Abaküs Yazılım
1. Hukuk Dairesi
Esas No: 2015/17657
Karar No: 2018/13314

Yargıtay 1. Hukuk Dairesi 2015/17657 Esas 2018/13314 Karar Sayılı İlamı

1. Hukuk Dairesi         2015/17657 E.  ,  2018/13314 K.

    "İçtihat Metni"

    MAHKEMESİ :ASLİYE HUKUK MAHKEMESİ
    DAVA TÜRÜ :TAPU İPTALİ VE TESCİL

    Taraflar arasında görülen tapu iptali ve tescil davası sonunda yerel mahkemece davanın reddine ilişkin olarak verilen karar davacı tarafından yasal süre içerisinde temyiz edilmiş olmakla dosya incelendi, Tetkik Hâkimi ...’ın raporu okundu, açıklamaları dinlendi, gereği görüşülüp düşünüldü;

    -KARAR-

    Dava, aldatma (hile) hukuksal nedenine dayalı tapu iptali ve tescil isteğine ilişkindir.
    Davacı, 123 ada 35 parsel sayılı taşınmazını kendisine ölünceye kadar bakması şartı ile davalı kızına temlik ettiğini, ancak davalının aralarındaki anlaşmaya uymadığını, kendisine bakmadığını ileri sürerek dava konusu taşınmazın tapu kaydının iptali ile adına tesciline karar verilmesini istemiştir.
    Davalı, dava konusu taşınmazın devrinin ölünceye kadar bakma sözleşmesinden kaynaklanmadığını, bedeli karşılığında satın aldığını belirterek davanın reddini savunmuştur.
    Mahkemece, dava konusu taşınmazın davalıya satış suretiyle devredildiği, tapu resmi satış senedinin aksinin ancak yazılı delille ispat edilebileceği, davacının kendi muvazaasına dayanarak hak talep etmesinin hukuk düzenince korunamayacağı gerekçesi ile davanın reddine karar verilmiştir.
    Dosya içeriği ve toplanan delillerden; davacının maliki olduğu 123 ada 35 parsel sayılı taşınmazını 21.12.2010 tarihinde davalı kızına satış suretiyle temlik ettiği, yapılan bu işlemin aslında davalının davacıya bakacağı yönünde aralarında yaptıkları anlaşma gereğince gerçekleştirildiği, ancak davalının edimini yerine getirmediği, böylelikle davacıyı aldattığı iddiası ileri sürülmek sureti ile eldeki davanın açıldığı, mahkemece ön inceleme duruşmasında davanın reddine karar verildiği anlaşılmaktadır.
    Bilindiği üzere aldatma (hile), genel olarak bir kimseyi irade beyanında bulunmaya, özellikle sözleşme yapmaya sevk etmek için onda kasten hatalı bir kanı uyandırmak veya esasen var olan hatalı bir kanıyı koruma yahut devamını sağlamak şeklinde tanımlanır.
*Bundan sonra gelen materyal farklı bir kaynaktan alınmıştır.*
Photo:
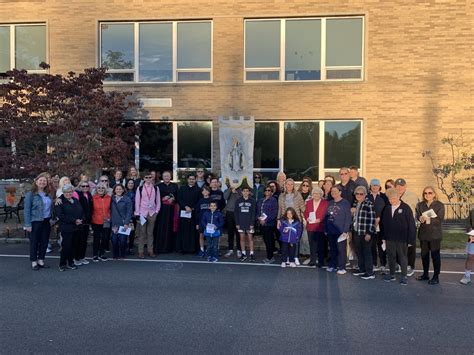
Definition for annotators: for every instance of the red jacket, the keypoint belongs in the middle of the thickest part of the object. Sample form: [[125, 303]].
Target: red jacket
[[100, 208], [320, 214]]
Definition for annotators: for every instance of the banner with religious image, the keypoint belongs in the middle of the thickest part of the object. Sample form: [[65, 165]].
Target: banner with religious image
[[236, 137]]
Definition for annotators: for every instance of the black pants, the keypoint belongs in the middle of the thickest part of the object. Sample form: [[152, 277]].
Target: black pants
[[364, 253], [397, 251], [101, 236], [316, 247], [39, 238], [232, 231], [287, 252], [80, 245], [267, 233], [434, 247], [67, 247]]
Hatada yanılma, hilede ise yanıltma söz konusudur. 6098 s. Türk Borçlar Kanununun (TBK) 36/1. (818 s. Borçlar Kanunun (BK) 28/1.) maddesinde açıklandığı üzere taraflardan biri diğer tarafın kasıtlı aldatmasıyla sözleşme yapmaya yöneltilmişse yanılma (hata) esaslı olmasa bile aldatılan taraf için sözleşme bağlayıcı sayılamaz. Değinilen koşulların varlığı halinde aldatılan taraf hakkını kullanmak suretiyle hukuki ilişkiyi geçmişe etkili (makable şamil) olarak ortadan kaldırabilir ve verdiği şeyi geri isteyebilir.
    Öte yandan, hile her türlü delille ispat edilebileceği gibi iptal hakkının kullanılması hiç bir şekle bağlı değildir. Aldatmanın öğrenildiği tarihten itibaren bir yıllık hak düşürücü süre içerisinde karşı tarafa yöneltilecek bir irade açıklaması, defi yahut dava yoluyla da kullanılabilir.
    Ne var ki, mahkemece yapılan araştırma, inceleme ve uygulamanın hüküm kurmaya elverişli ve yeterli olduğu söylenemez.
    Hal böyle olunca; tarafların tüm delillerinin toplanması, tanıklarının hile iddiası yönünden dinlenmesi, yukarıda değinilen ilkeler doğrultusunda araştırma, soruşturma ve incelemenin noksansız tamamlanması, hasıl olacak sonuca göre bir karar verilmesi gerekirken noksan soruşturmayla yetinilerek yazılı olduğu üzere hüküm kurulmuş olması doğru değildir.
    Davacının değinilen yönden yerinde görülen temyiz itirazının kabulü ile, hükmün açıklanan nedenden ötürü (6100 sayılı Yasanın geçici 3.maddesi yollaması ile) 1086 sayılı HUMK"un 428.maddesi gereğince BOZULMASINA, alınan peşin harcın temyiz edene geri verilmesine, 10/10/2018 tarihinde oybirliğiyle karar verildi.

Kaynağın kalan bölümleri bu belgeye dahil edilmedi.